A definitive setback of Eat Pray Thug comes with its lack of focus, as romantic melodramas such as 'Pop Song (Games)' and 'Damn, Girl' share the same space as these eye-opening political declarations. It's expected though, with the title alone representing three facets of the rappers life, but still, one excessively outperforms the others. Where a confident skill set arises out of Heems' boisterous raps, such as 'Sometimes,' a clear lack occurs when he's faced with tackling a drowned topic like relationships and the opposite sex. The songs drawl onwards offering nothing new, one in particular, 'Home,' tip-toes the line drawn by Kid Cudi of badly-sung crooners. These occur midway through the album too, derailing any excitement the first half offered. Woven throughout however are Heems' flashy verses of engrossed ramblings, best seen on 'Jawn Cage,' where some archetypal bars transform into a blur with rapid flow. The album offers enough variety to draw listeners in in whichever way they choose, something's bound to latch on to everyone, it just so happens that his own life story is by far the most engrossing of it all and it's a shame we don't hear more, regardless of the album's inherent political landscape.

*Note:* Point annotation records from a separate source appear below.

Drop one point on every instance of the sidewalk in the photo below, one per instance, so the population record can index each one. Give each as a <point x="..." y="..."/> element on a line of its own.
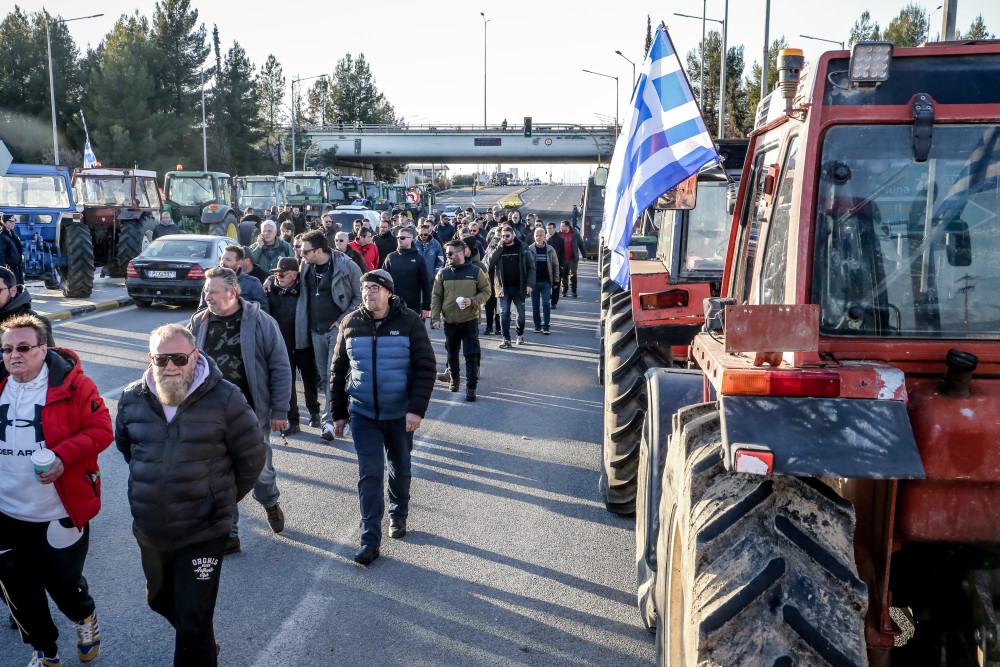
<point x="108" y="294"/>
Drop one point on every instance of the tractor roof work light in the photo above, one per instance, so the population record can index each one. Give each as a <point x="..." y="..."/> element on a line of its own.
<point x="870" y="62"/>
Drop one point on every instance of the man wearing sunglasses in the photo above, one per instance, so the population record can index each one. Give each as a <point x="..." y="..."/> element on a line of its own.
<point x="513" y="269"/>
<point x="48" y="405"/>
<point x="391" y="364"/>
<point x="246" y="344"/>
<point x="330" y="289"/>
<point x="194" y="449"/>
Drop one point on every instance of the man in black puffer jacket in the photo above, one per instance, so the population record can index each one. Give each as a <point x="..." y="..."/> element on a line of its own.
<point x="194" y="449"/>
<point x="383" y="376"/>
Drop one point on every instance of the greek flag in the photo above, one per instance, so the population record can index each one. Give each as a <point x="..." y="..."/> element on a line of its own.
<point x="663" y="142"/>
<point x="89" y="159"/>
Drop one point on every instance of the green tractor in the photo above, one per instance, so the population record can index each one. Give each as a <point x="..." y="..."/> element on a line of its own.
<point x="201" y="202"/>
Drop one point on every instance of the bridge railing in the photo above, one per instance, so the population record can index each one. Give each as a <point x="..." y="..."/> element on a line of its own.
<point x="514" y="130"/>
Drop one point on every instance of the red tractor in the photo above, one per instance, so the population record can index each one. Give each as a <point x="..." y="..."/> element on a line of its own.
<point x="120" y="207"/>
<point x="832" y="497"/>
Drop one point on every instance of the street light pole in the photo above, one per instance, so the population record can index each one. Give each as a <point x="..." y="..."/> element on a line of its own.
<point x="823" y="39"/>
<point x="204" y="125"/>
<point x="295" y="81"/>
<point x="616" y="94"/>
<point x="630" y="62"/>
<point x="485" y="21"/>
<point x="701" y="75"/>
<point x="52" y="85"/>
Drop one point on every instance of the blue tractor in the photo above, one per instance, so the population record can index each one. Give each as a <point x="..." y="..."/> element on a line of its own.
<point x="58" y="248"/>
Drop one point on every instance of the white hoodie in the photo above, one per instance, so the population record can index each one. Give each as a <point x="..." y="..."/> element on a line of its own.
<point x="21" y="495"/>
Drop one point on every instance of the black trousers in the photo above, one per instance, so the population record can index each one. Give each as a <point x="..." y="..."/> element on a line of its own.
<point x="466" y="335"/>
<point x="305" y="361"/>
<point x="38" y="558"/>
<point x="492" y="315"/>
<point x="182" y="586"/>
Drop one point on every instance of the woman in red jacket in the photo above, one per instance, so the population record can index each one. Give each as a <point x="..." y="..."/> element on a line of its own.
<point x="47" y="403"/>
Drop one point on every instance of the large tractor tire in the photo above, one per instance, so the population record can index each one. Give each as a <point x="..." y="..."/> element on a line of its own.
<point x="621" y="303"/>
<point x="624" y="406"/>
<point x="130" y="244"/>
<point x="78" y="249"/>
<point x="661" y="419"/>
<point x="751" y="569"/>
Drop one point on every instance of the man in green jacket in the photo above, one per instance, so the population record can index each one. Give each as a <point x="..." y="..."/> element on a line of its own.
<point x="460" y="290"/>
<point x="268" y="249"/>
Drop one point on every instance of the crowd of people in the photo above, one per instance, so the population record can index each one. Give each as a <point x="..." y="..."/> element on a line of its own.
<point x="345" y="311"/>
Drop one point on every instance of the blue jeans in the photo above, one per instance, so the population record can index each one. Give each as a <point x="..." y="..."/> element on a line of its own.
<point x="377" y="443"/>
<point x="323" y="347"/>
<point x="506" y="302"/>
<point x="541" y="292"/>
<point x="265" y="489"/>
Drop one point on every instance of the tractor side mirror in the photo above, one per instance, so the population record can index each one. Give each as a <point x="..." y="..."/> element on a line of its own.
<point x="682" y="197"/>
<point x="601" y="177"/>
<point x="958" y="243"/>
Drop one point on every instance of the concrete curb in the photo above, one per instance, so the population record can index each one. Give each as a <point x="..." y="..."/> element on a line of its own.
<point x="77" y="311"/>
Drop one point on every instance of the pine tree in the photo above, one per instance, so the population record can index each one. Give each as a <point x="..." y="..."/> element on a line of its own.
<point x="182" y="43"/>
<point x="270" y="89"/>
<point x="124" y="135"/>
<point x="864" y="29"/>
<point x="909" y="28"/>
<point x="26" y="113"/>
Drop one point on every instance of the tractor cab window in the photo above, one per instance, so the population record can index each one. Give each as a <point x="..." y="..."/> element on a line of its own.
<point x="706" y="232"/>
<point x="103" y="191"/>
<point x="751" y="218"/>
<point x="907" y="248"/>
<point x="774" y="265"/>
<point x="33" y="191"/>
<point x="192" y="191"/>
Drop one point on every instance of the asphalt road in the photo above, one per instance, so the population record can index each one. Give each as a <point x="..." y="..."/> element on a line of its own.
<point x="511" y="558"/>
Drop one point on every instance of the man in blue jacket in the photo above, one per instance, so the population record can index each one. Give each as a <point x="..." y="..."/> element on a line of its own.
<point x="383" y="376"/>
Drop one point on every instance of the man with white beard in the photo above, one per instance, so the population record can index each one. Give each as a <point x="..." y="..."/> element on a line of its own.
<point x="194" y="449"/>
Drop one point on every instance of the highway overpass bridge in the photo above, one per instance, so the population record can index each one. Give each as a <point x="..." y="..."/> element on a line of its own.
<point x="548" y="143"/>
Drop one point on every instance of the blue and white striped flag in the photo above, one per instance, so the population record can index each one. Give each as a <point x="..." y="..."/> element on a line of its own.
<point x="664" y="141"/>
<point x="89" y="159"/>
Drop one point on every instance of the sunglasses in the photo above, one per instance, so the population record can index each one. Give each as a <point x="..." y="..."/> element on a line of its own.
<point x="23" y="348"/>
<point x="179" y="359"/>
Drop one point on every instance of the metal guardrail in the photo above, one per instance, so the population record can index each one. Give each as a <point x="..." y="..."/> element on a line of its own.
<point x="512" y="129"/>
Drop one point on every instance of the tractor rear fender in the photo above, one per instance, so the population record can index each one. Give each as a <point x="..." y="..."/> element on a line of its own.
<point x="821" y="437"/>
<point x="668" y="390"/>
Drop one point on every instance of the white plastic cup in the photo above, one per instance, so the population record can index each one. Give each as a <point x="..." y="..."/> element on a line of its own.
<point x="42" y="460"/>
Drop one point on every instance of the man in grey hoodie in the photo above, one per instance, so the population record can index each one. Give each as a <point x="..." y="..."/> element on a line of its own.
<point x="249" y="350"/>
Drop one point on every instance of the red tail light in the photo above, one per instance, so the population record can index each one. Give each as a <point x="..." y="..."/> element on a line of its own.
<point x="669" y="299"/>
<point x="781" y="383"/>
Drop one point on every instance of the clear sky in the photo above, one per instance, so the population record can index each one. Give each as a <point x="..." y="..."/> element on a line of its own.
<point x="427" y="57"/>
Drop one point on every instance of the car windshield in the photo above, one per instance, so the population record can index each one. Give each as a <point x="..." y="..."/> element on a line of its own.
<point x="908" y="248"/>
<point x="194" y="191"/>
<point x="304" y="187"/>
<point x="33" y="191"/>
<point x="179" y="248"/>
<point x="110" y="191"/>
<point x="707" y="230"/>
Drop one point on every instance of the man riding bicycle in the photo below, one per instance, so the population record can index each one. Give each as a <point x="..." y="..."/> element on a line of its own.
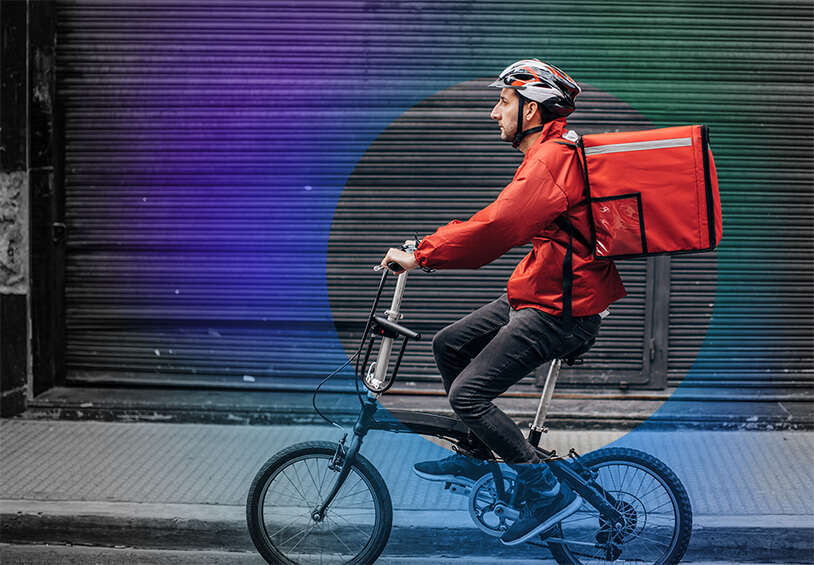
<point x="486" y="352"/>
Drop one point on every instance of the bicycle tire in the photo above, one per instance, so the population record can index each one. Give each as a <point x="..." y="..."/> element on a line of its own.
<point x="292" y="484"/>
<point x="659" y="512"/>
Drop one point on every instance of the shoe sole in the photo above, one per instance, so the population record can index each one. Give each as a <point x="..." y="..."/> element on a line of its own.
<point x="558" y="517"/>
<point x="445" y="478"/>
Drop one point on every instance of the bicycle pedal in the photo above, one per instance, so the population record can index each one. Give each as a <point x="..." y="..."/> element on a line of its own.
<point x="458" y="488"/>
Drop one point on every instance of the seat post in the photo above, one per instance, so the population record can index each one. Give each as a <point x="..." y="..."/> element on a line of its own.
<point x="537" y="427"/>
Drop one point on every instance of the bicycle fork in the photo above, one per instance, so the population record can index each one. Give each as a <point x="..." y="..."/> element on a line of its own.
<point x="360" y="430"/>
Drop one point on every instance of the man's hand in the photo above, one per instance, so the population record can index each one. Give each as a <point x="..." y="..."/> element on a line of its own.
<point x="406" y="260"/>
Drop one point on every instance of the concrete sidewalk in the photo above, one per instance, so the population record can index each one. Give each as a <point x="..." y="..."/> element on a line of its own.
<point x="184" y="486"/>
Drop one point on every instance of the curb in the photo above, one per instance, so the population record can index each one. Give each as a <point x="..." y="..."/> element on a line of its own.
<point x="786" y="538"/>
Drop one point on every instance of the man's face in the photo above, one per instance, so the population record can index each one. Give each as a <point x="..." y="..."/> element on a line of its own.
<point x="505" y="112"/>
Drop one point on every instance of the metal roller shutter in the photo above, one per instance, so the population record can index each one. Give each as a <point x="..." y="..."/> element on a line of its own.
<point x="443" y="160"/>
<point x="202" y="180"/>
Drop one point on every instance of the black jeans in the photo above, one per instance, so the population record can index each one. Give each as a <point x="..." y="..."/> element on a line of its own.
<point x="489" y="350"/>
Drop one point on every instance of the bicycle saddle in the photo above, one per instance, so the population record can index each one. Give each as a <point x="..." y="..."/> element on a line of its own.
<point x="573" y="357"/>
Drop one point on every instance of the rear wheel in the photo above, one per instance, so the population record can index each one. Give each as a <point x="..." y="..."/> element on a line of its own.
<point x="292" y="485"/>
<point x="653" y="502"/>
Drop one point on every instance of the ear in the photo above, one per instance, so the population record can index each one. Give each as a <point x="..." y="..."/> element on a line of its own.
<point x="531" y="109"/>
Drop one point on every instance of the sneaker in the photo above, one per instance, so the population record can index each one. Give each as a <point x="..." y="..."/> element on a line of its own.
<point x="539" y="514"/>
<point x="456" y="468"/>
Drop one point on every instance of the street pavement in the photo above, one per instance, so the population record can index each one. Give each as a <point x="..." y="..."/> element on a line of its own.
<point x="83" y="555"/>
<point x="183" y="486"/>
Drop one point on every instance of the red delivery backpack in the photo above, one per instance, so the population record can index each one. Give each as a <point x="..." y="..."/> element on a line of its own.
<point x="652" y="192"/>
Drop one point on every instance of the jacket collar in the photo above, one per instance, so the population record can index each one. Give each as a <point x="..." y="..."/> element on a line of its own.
<point x="553" y="129"/>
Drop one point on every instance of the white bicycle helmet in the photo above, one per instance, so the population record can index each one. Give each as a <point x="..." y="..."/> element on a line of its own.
<point x="543" y="83"/>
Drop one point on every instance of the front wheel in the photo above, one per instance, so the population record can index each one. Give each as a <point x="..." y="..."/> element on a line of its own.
<point x="292" y="485"/>
<point x="654" y="505"/>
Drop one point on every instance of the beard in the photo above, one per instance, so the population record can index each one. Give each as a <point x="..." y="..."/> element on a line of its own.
<point x="508" y="132"/>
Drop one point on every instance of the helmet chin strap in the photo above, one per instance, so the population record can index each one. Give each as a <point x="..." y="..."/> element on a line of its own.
<point x="520" y="135"/>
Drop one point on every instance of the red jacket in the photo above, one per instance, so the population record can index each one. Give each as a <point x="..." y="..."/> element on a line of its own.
<point x="547" y="184"/>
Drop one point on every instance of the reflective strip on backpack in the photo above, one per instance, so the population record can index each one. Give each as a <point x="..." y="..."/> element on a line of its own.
<point x="639" y="146"/>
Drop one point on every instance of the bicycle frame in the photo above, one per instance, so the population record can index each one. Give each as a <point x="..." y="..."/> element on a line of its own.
<point x="377" y="381"/>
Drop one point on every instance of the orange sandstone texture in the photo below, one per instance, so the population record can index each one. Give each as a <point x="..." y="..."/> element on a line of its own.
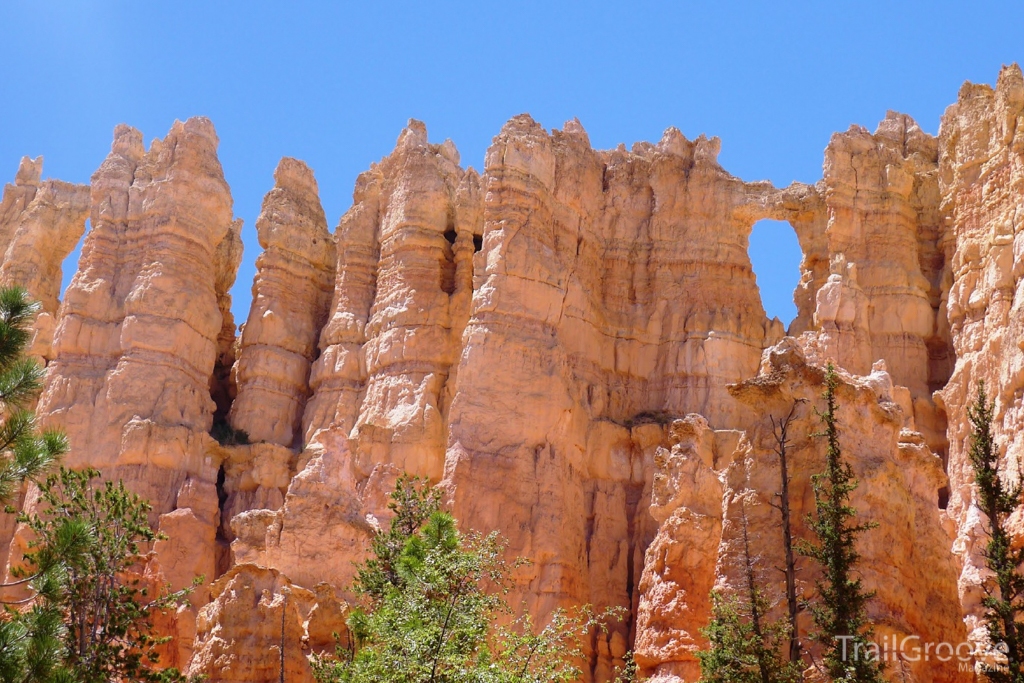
<point x="571" y="342"/>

Something artists like Run The Jewels have recently learned is that political rap songs, typically correct in their stances but oft-putting in their blandness, thrive with a healthy backbone. And thankfully, more than anything else, Heems is here to entertain and knows the right beats to do so. The album's production mainly relies on jagged, juxtaposing noises to conflict ideas causing a cacophony of sounds that's every bit claustrophobic as it is catchy. 'Sometimes' opens the album off right, with classic boom-bap being bent and twisted at every corner, with alarming sirens and wails echoing throughout its chambers. 'Al Q8a' creates a wiry complex of vibrating synths bouncing off each other with reckless abandon, held together like glue with a riveting bass line. Many beats here come complete with a structured low-end bass to emphasize the alarming tone in Heems' music, while his overall sound parallels M.I.A., using real world noises to create a vibrant picture of a struggling minority. The best example of this adhesive pairing is 'Suicide By Cop,' with sirens and whistling synths throbbing in every nook of the soundwave mentally equalling the slow, drawling suicide enacted by the oppressive cops on a day-to-day basis, a genius turn on the popular phrase.

The perennial fear present in Eat Pray Thug is a welcome change in Hip-Hop comparable to the early 2000's terror present in Definitive Jux's underground releases. But whereas those focused on those abroad attacking them, Heems focuses on those at home instigating him. It's a memorizing viewpoint in that you don't often hear it, and being told with such clarity and brutality makes those political moments that much more fulfilling. It's a shame that these tracks are spattered throughout, intersected with trivial content not worthy of merit next to these skyscrapers. Even Heems himself alters his style in these songs, simply mirroring rudimentary flows, whereas his other eccentric pieces blast with diversity and animated expression. The political moments here are packed with such a fervent punch though that one can't help but to feel hopeless with Heems and his people, being labelled traitors when they're simply trying to stay in line. Few memories in music of late have been hit with such a tremendous impact as Eat Pray Thug's highs, it's just a shame the lows drench out remaining pieces.